RBN Energy LLC analyst Housley Carr noted ground zero for the coming LNG shift is a stretch along the Gulf Coast in Texas and Louisiana.
“On top of the existing 12.5 Bcf/d of LNG export capacity in the two states, another 11-plus Bcf/d of additional capacity is planned by 2028,” Carr noted. “The magnitude of the changes coming is enormous. There will be a slew of new LNG export terminals — even if the months-long pause on new gas-export licenses announced by the Biden administration on January 26 drags on.”
This bodes well for demand and prices in the long term. It likely will drive even greater output needs in coming years, too. “We will see rising gas production in both” the Permian Basin and the Haynesville Shale, Carr said. “And there will be more pipeline projects than you can shake a stick at.”
Cash Prices
Spot gas prices varied by region but were mostly in the red on Tuesday amid mild weather.

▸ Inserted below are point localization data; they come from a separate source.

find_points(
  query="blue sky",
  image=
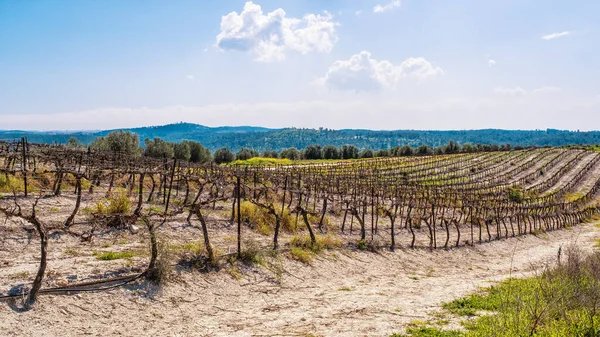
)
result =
(381, 64)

Chicago Citygate lost 9.5 cents from Friday to average $1.365, while Florida Gas Zone 3 was off 5.0 cents to $1.645 and OGT in the Midcontinent dropped 14.0 cents to $1.250.
NatGasWeather said that, overall, the Lower 48 would see “light to very light national demand” this week and through early March.
“A warm break will set up over much of the U.S. the next few days with highs of 40s-50s across the northern U.S. and 50s-80s over the central and southern U.S.,” the firm said Tuesday. “A cool weather system will track across the Midwest and Northeast this weekend with lows of 10s to 20s for a minor bump in national demand.”
But farther out, the North could enjoy mild highs of the 30s to 50s next week and for the start of March, the forecaster added, while the South “will be nice” with highs of 60s to 80s.
On the pipeline front, Wood Mackenzie analyst Kevin Ong noted Tuesday that, following other recent brief outages, El Paso Natural Gas Pipeline declared a force majeure on its Line 2000, limiting flows until further notice. The Line 2000 segment near Coolidge, AZ, delivers Permian flows west into desert markets.
Prices in the Southwest jumped Tuesday in response, with El Paso S. Mainline/N. Baja up 64.0 cents to $2.150. However, when Permian flows are slowed by maintenance, it creates a glut of gas in West Texas and often suppresses prices there. On Tuesday, Waha in West Texas fell 31.5 cents to 40.5 cents.